# Integral of a Wavelet function

I ran into problems integrating a function which contains both an If condition and a Wavelet which is an InterpolatingFunction knowing that the values of Phi are very small

ϕ:= WaveletPhi[DaubechiesWavelet[8],x]:
Dϕ:=Dt[ϕ[t],{t,1}];
derPhi[x_?NumericQ]:=If[x>= 0 && x<= 15,Dϕ[x],0];
NIntegrate[derPhi[x],{x,0.25,0.5}];

• Ayoub, please check that my translation still faithfully represents your original question. Commented Dec 14, 2019 at 15:58
• I'd replace If with Piecewise since the latter is better suited for numeric functions while the former is intended more for programmatic use. Commented Dec 15, 2019 at 0:55

You introduce an unnecessary dummy variable x. This is my version

ϕ := WaveletPhi[DaubechiesWavelet[8]];
Dϕ := Derivative[1][ϕ];
derPhi[x_?NumericQ] := If[x >= 0 && x <= 15, Dϕ[x], 0];
NIntegrate[derPhi[x], {x, 0.25, 0.5}]

(* 0.00972165 *)


The numerical integration warns about slow convergence, presumably this is because of its many small discontinuities.

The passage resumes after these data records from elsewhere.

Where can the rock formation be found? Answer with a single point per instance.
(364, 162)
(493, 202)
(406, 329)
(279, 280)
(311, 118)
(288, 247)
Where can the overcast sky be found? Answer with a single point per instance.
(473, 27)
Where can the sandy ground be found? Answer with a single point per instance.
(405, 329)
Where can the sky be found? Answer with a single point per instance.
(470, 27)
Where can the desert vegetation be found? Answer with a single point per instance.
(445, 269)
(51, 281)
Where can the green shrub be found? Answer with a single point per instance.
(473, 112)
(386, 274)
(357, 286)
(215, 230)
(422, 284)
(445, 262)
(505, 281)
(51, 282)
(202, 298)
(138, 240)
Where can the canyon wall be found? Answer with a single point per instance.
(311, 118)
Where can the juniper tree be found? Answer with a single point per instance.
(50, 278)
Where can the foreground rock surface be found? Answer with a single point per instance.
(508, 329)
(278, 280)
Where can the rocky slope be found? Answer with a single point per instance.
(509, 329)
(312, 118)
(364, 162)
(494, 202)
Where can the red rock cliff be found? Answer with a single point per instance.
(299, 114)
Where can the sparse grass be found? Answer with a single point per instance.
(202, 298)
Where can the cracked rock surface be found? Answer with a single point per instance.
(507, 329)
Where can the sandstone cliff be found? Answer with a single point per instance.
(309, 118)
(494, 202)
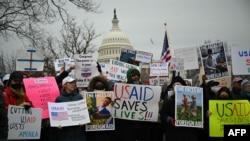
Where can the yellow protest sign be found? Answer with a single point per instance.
(230, 112)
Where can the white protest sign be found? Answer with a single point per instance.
(190, 57)
(29, 60)
(85, 69)
(118, 70)
(159, 69)
(176, 64)
(68, 113)
(189, 106)
(24, 124)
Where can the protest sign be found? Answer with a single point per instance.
(68, 113)
(227, 112)
(100, 111)
(24, 124)
(41, 91)
(189, 106)
(136, 102)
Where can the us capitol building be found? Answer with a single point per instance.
(112, 43)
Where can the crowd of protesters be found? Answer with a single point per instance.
(12, 92)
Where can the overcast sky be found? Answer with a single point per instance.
(189, 22)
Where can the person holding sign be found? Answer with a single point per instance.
(173, 133)
(69, 93)
(14, 93)
(210, 63)
(3, 119)
(100, 84)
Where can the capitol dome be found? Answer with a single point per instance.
(112, 43)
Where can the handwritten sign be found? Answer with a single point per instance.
(29, 60)
(136, 102)
(159, 69)
(100, 111)
(189, 106)
(190, 55)
(227, 112)
(85, 69)
(41, 91)
(68, 113)
(118, 70)
(214, 63)
(24, 124)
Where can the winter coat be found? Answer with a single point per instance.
(70, 133)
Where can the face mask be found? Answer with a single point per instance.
(215, 89)
(16, 86)
(99, 87)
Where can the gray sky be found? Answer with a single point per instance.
(189, 22)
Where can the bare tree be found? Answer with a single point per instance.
(77, 39)
(25, 17)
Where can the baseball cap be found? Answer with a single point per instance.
(67, 80)
(237, 79)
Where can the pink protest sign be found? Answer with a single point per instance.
(41, 91)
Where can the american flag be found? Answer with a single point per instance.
(165, 55)
(59, 116)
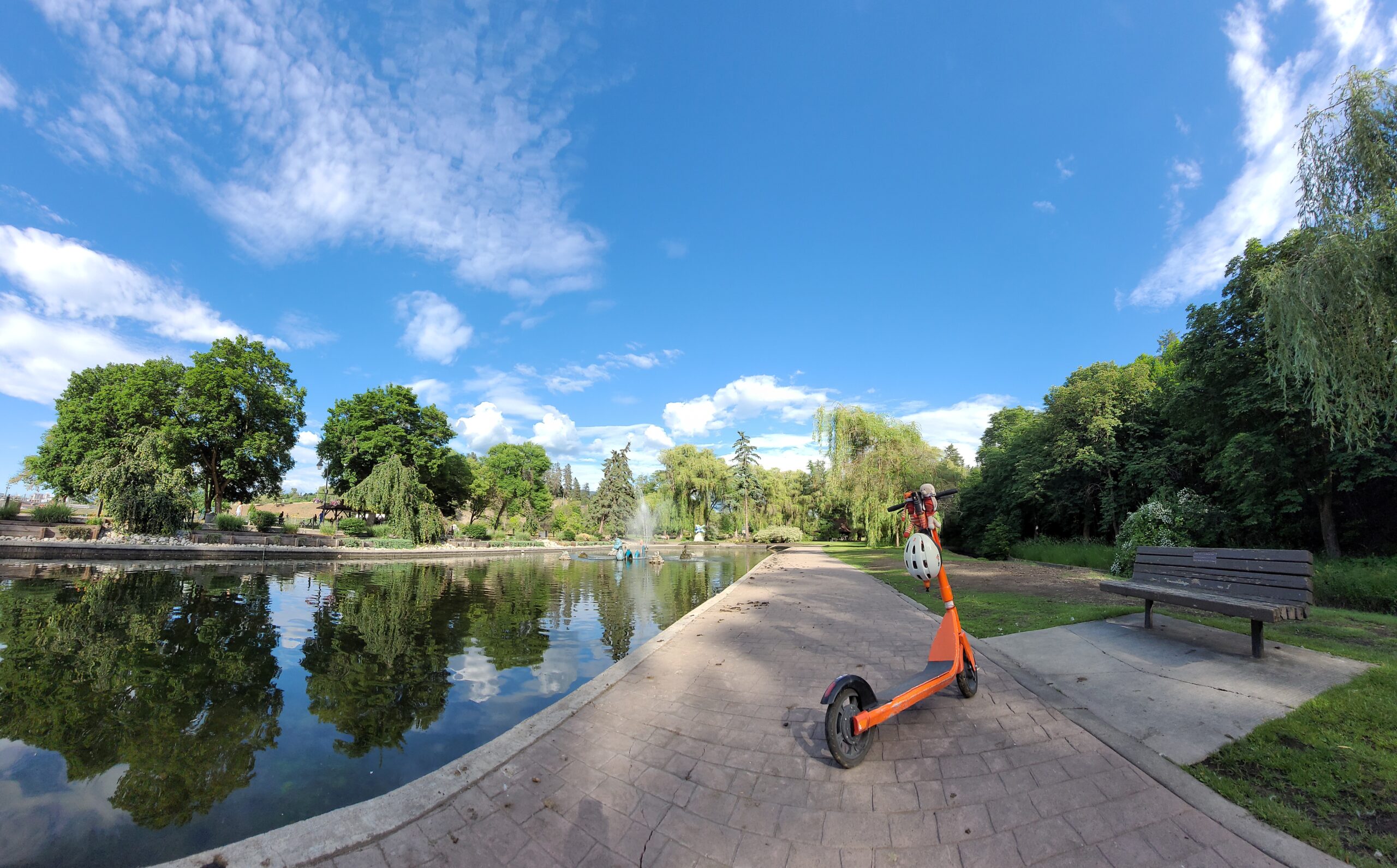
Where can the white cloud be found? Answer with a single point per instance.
(38, 354)
(962, 424)
(784, 451)
(450, 147)
(742, 399)
(1185, 175)
(305, 474)
(484, 428)
(557, 434)
(31, 203)
(435, 327)
(9, 91)
(432, 392)
(302, 333)
(69, 280)
(1261, 200)
(575, 378)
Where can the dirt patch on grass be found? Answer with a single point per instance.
(1061, 585)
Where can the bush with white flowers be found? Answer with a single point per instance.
(1163, 520)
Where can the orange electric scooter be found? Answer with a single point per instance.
(852, 707)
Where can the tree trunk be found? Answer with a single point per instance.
(1328, 528)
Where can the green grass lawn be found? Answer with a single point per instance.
(1328, 770)
(1073, 553)
(984, 614)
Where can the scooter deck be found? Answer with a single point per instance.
(935, 668)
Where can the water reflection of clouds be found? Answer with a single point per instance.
(294, 614)
(39, 804)
(478, 674)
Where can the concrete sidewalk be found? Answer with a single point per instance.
(1181, 688)
(712, 752)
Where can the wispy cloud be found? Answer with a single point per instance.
(435, 329)
(1261, 200)
(31, 203)
(432, 392)
(962, 424)
(1184, 175)
(447, 147)
(9, 91)
(301, 332)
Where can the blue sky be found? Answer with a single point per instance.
(650, 223)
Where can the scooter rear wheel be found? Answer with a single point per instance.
(967, 680)
(847, 748)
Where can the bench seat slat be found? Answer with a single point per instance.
(1237, 554)
(1202, 571)
(1240, 607)
(1226, 586)
(1286, 568)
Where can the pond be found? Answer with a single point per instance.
(147, 713)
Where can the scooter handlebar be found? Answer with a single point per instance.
(941, 494)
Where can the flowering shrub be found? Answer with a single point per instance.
(1161, 520)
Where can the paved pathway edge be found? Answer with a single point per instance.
(1234, 818)
(344, 829)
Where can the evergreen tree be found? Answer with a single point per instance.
(745, 481)
(615, 501)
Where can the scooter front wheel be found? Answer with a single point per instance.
(847, 748)
(967, 680)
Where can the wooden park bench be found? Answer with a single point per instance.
(1262, 585)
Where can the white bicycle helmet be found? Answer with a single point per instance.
(922, 558)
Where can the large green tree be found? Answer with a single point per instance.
(615, 499)
(101, 416)
(238, 416)
(745, 463)
(696, 481)
(393, 489)
(874, 459)
(1330, 307)
(517, 477)
(363, 431)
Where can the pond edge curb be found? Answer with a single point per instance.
(344, 829)
(1275, 843)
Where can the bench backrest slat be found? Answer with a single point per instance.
(1283, 576)
(1201, 572)
(1238, 554)
(1228, 586)
(1211, 562)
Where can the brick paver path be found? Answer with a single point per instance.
(712, 752)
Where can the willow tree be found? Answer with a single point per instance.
(396, 491)
(1330, 314)
(696, 480)
(872, 459)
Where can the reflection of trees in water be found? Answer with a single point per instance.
(151, 670)
(617, 611)
(506, 621)
(376, 662)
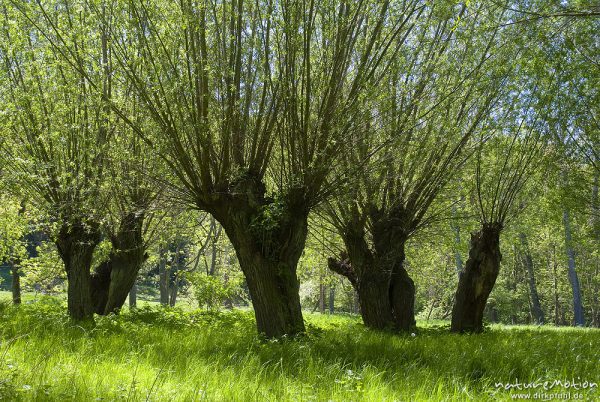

Is there a reason why you are differentiating and then integrating? Can't you just work with the original function?

ϕ[0.5] - ϕ[0.25]
(* 0.00972164 *)

• Basically the integration is multiplication of many functions That i didn't montion. so the error shown is related to derPhi Commented Dec 14, 2019 at 15:10

The approach taken in this answer is also applicable to this problem.

Construct the function to be integrated:

derPhi = Head[Simplify[D[WaveletPhi[DaubechiesWavelet[8], x], x], 0 < x < 15]]


Verify that we have a piecewise linear interpolant:

derPhi["InterpolationOrder"]
{1}


This means, we can use a low-order quadrature rule to evaluate (sub-)integrals between the interpolation points.

Verify how many interpolation points are used in the integration interval of interest:

Count[Flatten[derPhi["Grid"]], x_ /; 1/4 < x < 1/2]
63


We can then use the "InterpolationPointsSubdivision" method of NIntegrate[]. The count above is well within the default setting of "MaxSubregions", so that doesn't need to be adjusted:

NIntegrate[derPhi[x], {x, 1/4, 1/2},
Method -> {"InterpolationPointsSubdivision",
Method -> {"GaussKronrodRule", "Points" -> 2},
"SymbolicProcessing" -> 0}]
0.009721637451048174